You can pull it out when you need to move your laptop, and then just place it back in when you’re back at your desk – without having to touch a cable.
Standing proudly upright, it features intake and exhaust vents that move additional air to and from the MacBook’s cooling system.
Of course, it will work alongside other non-Henge docks, such as the CalDigit TS3 Plus.
Twelve South BookArc for MacBook
The BookArc, from Twelve South, is not a dock as it doesn’t boast any ports. It’s a simple, good-looking stand that lifts your Apple laptop off your desk, and supports the MacBook in closed-display mode for a less cluttered desk when paired with one or two external displays.
It has been designed to match the design aesthetic of Apple’s 12in laptops, and works with the MacBook, MacBook Air (pre-2018) and MacBook Pro with Thunderbolt 3 (USB-C), and MacBook Air or Pro with Retina Display. An insert is included with the BookArc so that each laptop fits perfectly.
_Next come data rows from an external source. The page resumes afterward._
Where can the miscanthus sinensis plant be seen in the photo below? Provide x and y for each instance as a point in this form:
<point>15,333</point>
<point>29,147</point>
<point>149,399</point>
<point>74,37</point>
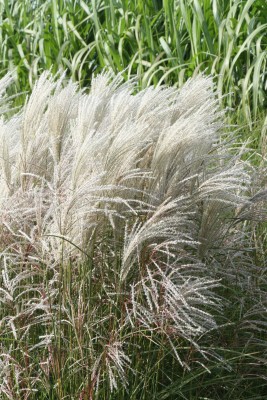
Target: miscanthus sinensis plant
<point>126,268</point>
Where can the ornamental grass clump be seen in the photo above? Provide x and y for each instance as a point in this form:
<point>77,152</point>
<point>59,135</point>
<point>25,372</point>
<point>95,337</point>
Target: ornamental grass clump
<point>127,269</point>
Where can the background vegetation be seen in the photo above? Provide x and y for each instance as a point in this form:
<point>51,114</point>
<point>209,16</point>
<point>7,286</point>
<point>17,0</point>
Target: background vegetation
<point>65,328</point>
<point>162,41</point>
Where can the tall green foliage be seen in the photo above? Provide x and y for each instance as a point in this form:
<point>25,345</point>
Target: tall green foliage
<point>163,41</point>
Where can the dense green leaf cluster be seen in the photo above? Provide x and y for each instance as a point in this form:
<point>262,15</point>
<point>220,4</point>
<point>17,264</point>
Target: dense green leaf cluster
<point>162,41</point>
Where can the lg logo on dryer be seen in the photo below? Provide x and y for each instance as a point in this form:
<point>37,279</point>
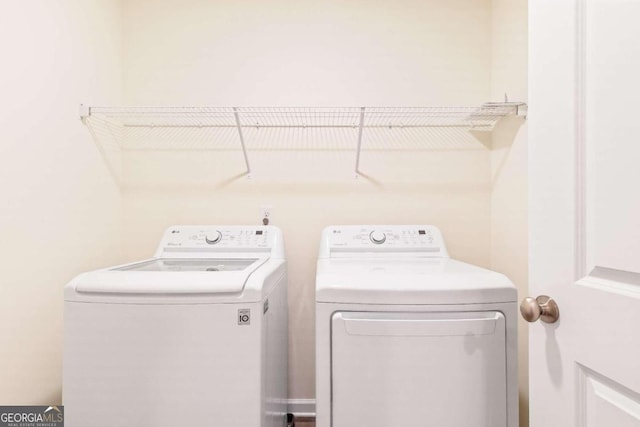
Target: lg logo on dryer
<point>244,317</point>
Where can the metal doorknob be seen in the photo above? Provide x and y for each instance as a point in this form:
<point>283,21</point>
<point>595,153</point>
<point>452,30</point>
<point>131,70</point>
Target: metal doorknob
<point>543,308</point>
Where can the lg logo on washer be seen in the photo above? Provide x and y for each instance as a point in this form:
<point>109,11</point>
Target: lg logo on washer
<point>244,316</point>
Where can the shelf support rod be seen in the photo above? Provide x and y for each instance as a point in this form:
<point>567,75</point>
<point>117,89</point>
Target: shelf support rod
<point>360,128</point>
<point>244,147</point>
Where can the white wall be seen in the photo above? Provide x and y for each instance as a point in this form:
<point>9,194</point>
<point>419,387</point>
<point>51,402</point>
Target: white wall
<point>60,209</point>
<point>509,205</point>
<point>288,52</point>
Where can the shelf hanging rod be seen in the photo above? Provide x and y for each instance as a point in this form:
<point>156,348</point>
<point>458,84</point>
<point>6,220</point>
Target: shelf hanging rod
<point>360,128</point>
<point>244,148</point>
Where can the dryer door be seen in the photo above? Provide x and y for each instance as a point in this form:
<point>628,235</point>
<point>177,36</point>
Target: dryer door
<point>431,369</point>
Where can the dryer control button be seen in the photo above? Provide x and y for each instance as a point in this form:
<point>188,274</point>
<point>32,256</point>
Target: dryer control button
<point>213,238</point>
<point>377,237</point>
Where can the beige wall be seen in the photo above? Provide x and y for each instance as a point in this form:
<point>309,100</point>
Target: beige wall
<point>509,206</point>
<point>60,210</point>
<point>313,53</point>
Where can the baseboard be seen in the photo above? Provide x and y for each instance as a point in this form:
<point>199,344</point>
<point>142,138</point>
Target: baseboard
<point>302,408</point>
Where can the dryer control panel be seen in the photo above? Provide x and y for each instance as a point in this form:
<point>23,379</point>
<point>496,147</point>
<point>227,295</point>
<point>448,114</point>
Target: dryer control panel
<point>221,239</point>
<point>424,240</point>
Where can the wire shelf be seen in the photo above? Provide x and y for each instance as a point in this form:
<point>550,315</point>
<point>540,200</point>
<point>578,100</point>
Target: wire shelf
<point>253,129</point>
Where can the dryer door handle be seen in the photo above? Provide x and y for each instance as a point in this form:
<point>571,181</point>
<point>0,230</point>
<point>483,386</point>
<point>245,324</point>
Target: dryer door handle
<point>477,324</point>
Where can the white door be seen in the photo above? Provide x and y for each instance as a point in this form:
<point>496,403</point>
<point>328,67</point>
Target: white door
<point>585,211</point>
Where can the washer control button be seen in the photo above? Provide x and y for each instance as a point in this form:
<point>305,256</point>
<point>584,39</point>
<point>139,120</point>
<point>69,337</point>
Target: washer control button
<point>213,238</point>
<point>377,237</point>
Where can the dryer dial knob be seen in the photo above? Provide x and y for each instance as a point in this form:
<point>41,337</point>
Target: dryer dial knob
<point>213,238</point>
<point>378,237</point>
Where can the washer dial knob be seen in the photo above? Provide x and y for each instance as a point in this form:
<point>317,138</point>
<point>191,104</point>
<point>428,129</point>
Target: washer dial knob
<point>378,237</point>
<point>213,238</point>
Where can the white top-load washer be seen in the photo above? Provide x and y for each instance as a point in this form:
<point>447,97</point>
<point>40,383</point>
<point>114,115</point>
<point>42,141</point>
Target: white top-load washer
<point>196,336</point>
<point>407,336</point>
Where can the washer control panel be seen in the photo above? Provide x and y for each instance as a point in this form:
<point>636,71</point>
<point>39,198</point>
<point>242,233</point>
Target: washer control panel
<point>218,238</point>
<point>383,238</point>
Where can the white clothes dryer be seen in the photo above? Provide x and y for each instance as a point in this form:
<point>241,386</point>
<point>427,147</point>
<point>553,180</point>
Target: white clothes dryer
<point>195,336</point>
<point>407,336</point>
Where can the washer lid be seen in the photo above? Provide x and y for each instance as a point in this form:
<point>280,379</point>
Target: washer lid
<point>409,281</point>
<point>171,277</point>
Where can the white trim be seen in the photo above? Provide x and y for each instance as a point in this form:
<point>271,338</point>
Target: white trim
<point>302,407</point>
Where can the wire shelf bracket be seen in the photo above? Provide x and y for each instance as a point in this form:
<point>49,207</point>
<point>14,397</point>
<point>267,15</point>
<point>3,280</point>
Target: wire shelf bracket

Note that it is not yet compatible with the newest MacBook Air – although Twelve South promises a new insert for this model soon.
Rain Design mTower MacBook Stand
The mTower from Rain Design is another non-dock stand that saves you desk space and elevates the MacBook’s vent to keep your laptop cool.
Its anodised aluminium body – that allows the MacBook to “float” above it – neatly matches the design and colour of the Space Gray and Silver MacBooks.
It raises the laptop 88mm (3.5in) off the desk, and fits the 12in MacBook, 13in and 15in MacBook Pro and 11in and 13in MacBook Air. It includes a number of inserts to make sure your MacBook fits snuggly.